We had some few terminations in our test environment which simulates traffic while modifying the config. We could not realy reproduce this since this day. We are still trying to reproduce this. 
That was tested with VC15-patch-3-mod_slotmem_shm.rar. We will repeat this test with VC15-patch-v5-mod_slotmem_shm.rar and post the result (after my vacation)
Comment 21 dnie 2018-05-16 08:46:53 UTC
Created attachment 35936 [details]
Logfile after changing the port for a BalancerMember

Now tested with v5

The terminations in out test environment occured after changing the port for a BalancerMember.
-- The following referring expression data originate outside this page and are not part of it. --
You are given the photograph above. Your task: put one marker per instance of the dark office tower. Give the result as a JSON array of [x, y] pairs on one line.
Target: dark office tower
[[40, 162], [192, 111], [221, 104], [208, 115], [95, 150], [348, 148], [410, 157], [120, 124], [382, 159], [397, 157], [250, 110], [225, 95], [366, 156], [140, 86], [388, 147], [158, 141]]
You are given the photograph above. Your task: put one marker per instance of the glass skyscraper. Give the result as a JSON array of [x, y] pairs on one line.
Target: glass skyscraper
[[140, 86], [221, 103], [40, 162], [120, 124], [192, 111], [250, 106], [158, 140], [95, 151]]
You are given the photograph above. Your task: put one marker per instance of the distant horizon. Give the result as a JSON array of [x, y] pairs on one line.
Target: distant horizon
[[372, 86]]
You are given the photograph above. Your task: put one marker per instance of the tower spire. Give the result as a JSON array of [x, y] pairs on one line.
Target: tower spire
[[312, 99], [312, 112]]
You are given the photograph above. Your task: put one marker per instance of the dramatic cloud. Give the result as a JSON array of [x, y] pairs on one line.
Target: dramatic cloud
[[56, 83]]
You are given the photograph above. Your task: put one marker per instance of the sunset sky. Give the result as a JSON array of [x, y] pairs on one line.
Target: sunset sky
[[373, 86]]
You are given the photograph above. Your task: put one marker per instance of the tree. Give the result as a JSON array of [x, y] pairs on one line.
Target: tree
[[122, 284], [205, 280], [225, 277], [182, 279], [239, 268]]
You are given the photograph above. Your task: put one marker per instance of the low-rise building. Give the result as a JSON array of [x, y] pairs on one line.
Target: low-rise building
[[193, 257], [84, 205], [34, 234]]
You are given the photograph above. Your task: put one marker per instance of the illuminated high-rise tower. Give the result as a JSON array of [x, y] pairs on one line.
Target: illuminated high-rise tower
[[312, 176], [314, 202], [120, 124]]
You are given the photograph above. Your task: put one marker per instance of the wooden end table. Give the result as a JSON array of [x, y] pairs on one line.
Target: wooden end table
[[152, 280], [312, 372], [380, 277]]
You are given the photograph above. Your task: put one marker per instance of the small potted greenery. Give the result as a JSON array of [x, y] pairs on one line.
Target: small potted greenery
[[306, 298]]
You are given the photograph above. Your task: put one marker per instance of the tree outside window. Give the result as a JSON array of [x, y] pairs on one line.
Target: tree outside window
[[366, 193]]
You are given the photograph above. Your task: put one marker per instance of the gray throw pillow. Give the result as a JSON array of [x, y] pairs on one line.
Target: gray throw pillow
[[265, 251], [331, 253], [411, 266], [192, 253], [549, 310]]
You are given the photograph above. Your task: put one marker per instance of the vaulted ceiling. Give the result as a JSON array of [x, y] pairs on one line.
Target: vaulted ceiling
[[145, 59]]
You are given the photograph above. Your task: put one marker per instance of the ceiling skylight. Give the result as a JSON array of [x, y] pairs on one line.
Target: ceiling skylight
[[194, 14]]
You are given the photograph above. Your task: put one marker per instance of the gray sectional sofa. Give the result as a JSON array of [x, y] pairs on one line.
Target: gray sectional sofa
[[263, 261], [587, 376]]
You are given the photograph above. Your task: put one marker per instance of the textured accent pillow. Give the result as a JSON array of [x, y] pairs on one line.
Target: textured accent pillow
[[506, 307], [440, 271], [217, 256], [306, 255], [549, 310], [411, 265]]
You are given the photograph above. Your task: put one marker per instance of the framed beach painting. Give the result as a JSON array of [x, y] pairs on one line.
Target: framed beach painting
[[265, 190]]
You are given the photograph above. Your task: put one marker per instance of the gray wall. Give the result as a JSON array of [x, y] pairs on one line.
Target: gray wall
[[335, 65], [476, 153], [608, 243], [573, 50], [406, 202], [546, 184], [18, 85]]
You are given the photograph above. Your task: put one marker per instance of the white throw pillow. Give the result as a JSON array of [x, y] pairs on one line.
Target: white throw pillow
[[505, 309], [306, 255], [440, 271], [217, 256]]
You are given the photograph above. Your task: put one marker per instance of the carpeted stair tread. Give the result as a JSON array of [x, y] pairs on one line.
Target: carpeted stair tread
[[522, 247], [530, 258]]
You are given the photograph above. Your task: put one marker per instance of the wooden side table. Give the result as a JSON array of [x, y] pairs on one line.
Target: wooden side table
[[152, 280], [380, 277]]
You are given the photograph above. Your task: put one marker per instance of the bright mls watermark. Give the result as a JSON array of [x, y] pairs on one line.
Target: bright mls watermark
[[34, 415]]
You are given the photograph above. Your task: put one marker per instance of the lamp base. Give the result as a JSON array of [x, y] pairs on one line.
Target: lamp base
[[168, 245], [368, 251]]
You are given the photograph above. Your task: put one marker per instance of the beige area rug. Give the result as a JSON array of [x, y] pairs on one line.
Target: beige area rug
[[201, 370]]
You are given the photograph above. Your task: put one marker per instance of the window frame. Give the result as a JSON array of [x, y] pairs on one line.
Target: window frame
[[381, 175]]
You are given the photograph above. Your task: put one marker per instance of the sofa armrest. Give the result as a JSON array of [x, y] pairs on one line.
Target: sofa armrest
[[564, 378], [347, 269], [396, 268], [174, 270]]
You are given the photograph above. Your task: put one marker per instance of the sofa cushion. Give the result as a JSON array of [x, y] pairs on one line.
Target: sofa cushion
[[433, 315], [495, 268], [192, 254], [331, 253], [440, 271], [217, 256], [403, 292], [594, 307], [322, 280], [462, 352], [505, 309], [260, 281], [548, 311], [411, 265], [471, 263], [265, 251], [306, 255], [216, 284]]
Even without traffic.
Comment 22 Yann Ylavic 2018-05-18 17:38:50 UTC
Created attachment 35940 [details]
One SHM (filename) per generation (v6)

A new approach (based off 2.4.29 code) which creates new slotmems by generation/restart.

Each SHM should be created according to the needs of each (re)startup, and still be cleaned up when the last child process using it exits.

This solves the case where a BalancerMember is renamed (e.g. port change), while previously there was no room available in SHM for what is considered a new member (without knowing whether the old one exists still at this point...).

Anyway, it passes all my tests on Linux, could you please (re-)run yours?
Thanks!
Comment 24 dnie 2018-05-22 07:53:45 UTC
Now it works completly. I do not have any issues with v6.

Thanks!
Comment 25 Yann Ylavic 2018-05-22 08:07:28 UTC
Thanks for your complete testing!

If possible, could you please provide your tests/scripts so that we can integrate or adapt them in our tests suite?
Comment 26 dnie 2018-05-22 09:27:01 UTC
Created attachment 35942 [details]
Test script

My Testscript is a Windows batch file located in the "bin" folder, that uses the files in folder "conf/test" (1.conf,2.conf,...) to modify the httpd active configuration at "conf/extra/registrations" and restarts the httpd. Thats all.
Comment 27 Yann Ylavic 2018-07-02 21:22:04 UTC
Backported to upcoming 2.4.34 (r1834887).